Create a panel (mainPanel) that is tall enough to contain all of your controls for the top section of the form.
Create two more panels (rightPanel and leftPanel) and place them in the first panel you created.
Select one of new panels (rightPanel) and make its Dock property equal to Right; make the other panel's Dock property equal to Fill.
Now, leftPanel will always fill the space not taken by rightPanel, but there is no way (in the designer) to force those two panels to equally share the available space. Instead you have to go to code.
View the code for your form, and then select mainPanel from the object drop-down list (left side) and Layout from the event drop-down list (right side). Enter the code from Listing 3.16, assuming your panel names are mainPanel, rightPanel, and leftPanel, into the Layout event handler.

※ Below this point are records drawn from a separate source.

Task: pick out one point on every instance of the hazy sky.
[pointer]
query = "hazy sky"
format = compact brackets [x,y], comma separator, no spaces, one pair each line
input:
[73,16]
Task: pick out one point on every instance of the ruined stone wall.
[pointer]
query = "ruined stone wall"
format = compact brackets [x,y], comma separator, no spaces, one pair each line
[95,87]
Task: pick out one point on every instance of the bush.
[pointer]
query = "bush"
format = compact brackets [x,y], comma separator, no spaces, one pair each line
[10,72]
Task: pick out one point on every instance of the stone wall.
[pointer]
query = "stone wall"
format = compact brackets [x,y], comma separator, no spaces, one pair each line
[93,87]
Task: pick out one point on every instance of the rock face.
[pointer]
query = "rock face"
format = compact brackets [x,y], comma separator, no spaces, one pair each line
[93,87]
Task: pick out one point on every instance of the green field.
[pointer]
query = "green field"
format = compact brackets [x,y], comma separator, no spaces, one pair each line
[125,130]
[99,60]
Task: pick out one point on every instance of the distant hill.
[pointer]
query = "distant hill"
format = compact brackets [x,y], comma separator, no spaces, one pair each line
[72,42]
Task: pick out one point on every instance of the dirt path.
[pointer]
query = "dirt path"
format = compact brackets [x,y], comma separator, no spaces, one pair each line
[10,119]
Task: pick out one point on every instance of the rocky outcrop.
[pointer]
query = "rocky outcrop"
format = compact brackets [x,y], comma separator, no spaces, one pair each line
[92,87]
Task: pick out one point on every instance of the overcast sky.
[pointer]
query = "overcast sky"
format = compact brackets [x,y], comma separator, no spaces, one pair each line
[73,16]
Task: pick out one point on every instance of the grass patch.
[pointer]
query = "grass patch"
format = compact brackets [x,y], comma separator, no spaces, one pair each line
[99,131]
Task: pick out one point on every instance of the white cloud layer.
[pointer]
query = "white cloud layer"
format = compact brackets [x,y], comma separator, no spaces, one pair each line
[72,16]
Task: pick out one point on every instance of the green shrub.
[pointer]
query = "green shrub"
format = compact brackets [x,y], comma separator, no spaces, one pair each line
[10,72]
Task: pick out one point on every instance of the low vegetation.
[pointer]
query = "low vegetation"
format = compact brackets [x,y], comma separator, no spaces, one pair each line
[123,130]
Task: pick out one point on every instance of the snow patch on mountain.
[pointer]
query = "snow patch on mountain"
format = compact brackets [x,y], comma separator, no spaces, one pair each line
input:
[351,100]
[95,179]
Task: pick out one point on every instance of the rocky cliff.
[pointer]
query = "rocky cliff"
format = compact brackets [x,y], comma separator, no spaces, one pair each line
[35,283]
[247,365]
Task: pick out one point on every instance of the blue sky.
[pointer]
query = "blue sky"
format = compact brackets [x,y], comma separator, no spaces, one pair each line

Listing 3.16 Using Code to Make Two Panels Share the Available Space
Private Sub mainPanel_Layout( _ ByVal sender As Object, _ ByVal e As System.Windows.Forms.LayoutEventArgs) _ Handles mainPanel.Layout rightPanel.Width = mainPanel.Width \ 2 End Sub
Note that I used the Layout event, which is a new event in Windows forms that was not available in Visual Basic 6.0. In Visual Basic 6.0, I would have used the Resize event, but Layout is actually more precise as it occurs when the position and size of controls within a container might need adjusting, as opposed to occurring upon every resize of the form. If a form were set to AutoScroll, for example, the Resize event would fire whenever the form was resized (as it should), but the controls inside the form would not need to be rearranged.
An Explorer-Style Application
You are attempting to produce an interface in the format of the Windows Explorer, Outlook, and other applications. This interface will have a TreeView along one side of the form and a ListView on the other, and have the capability to move the dividing line between the two controls to resize them (see Figure 3.17).
Figure 3.17 The standard Explorer style of form layout.
This style of layout is easy to accomplish with the new features of Windows forms, but the specific order in which you add items to your form is important.
Starting with a blank form, add a TreeView control and set its Dock property to Left.
Add a Splitter control; it will automatically dock to the left and take its place along the right side of the TreeView.
Add a ListView control and set its Dock property to Fill.
That's it. The ListView will fill whatever space isn't being used by the TreeView and the Splitter will allow you to adjust the relative size of the two areas.
That is all of the sample resizing scenarios covered in this chapter, but that certainly is not the extent of layouts that can be created.